As I continue to explore the blogging world for my final paper the phrase it takes a village to raise a child is constantly coming up in my mind. This community is so devoted to each other and they continue to help each other out, with prayers, encouraging thoughts and monetary donations. It truly seems like this group of people have found each other in a desperate need for more parenting support. Where their needs are not met in the real world they turn to the virtual and instantly have a great deal more people to ask for help or vent at. Seems pretty good.
Except, when you use a village to raise a child you have to trust the villagers. Each and every person that you take advice from or ask to help watch you're kid you have to trust. Especially on the internet this can be tough to do. People are cruel and they judge as much as they help. The blogs I looked at censored negative comments and warned in the blog posts themselves to be nice. There was a need to claim that mean comments were not helpful, but the internet is a big scary anonymous place and people are going to be harsh. This harshness seems to spiral into guilt on the part of the parents and I'm not sold on the fact that that's so helpful.

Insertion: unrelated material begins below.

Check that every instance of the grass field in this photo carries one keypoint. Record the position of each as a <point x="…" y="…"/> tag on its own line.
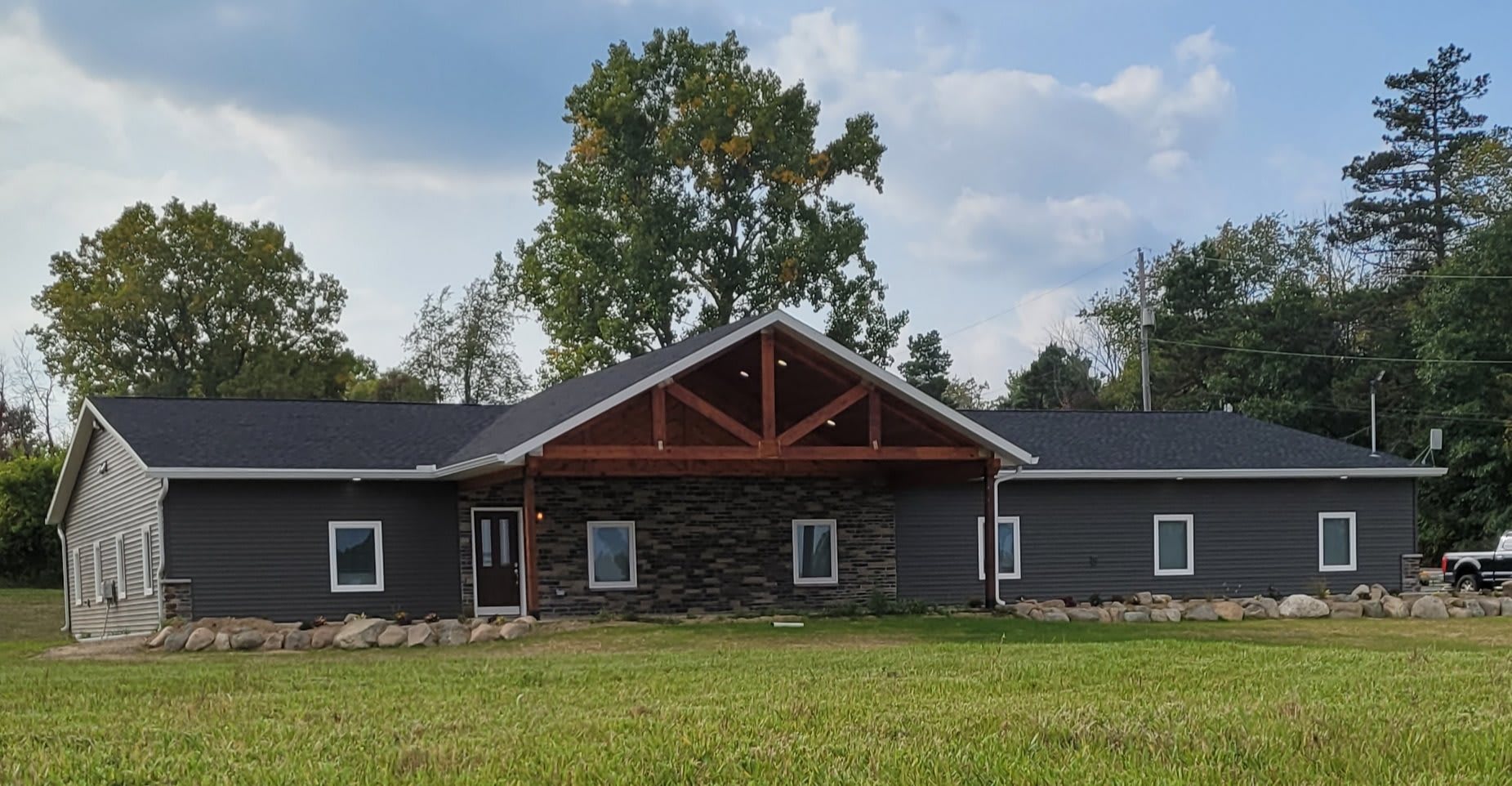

I think that its pretty incredible how many people are willing to share their entire life with others through books and blogs. With this new place to share comes vulnerability and all parents open themselves up for that in their circle of friends and family, but the writers we've looked at open up to their entire audience of strangers or the entire blogging community. A couple of the author's we've read have given disclaimers in their writing about what they are willing to share (Alternadad doesn't offer drug talk advice for example). Yet there is still so much personal information offered out to the world as Bernstein said in order to reach other people. This puts parents in a vulnerable position and they will most certainly run into cruel villagers.
So the question for me is, is it still worth it to have a big vast village of readers. It seems clear that a close knit village is important, but a virtual anonymous one or a vast book audience one seems dangerous and to hold to little privacy. Does this mean that this genre will die out? It looks like that's not going to happen any time soon.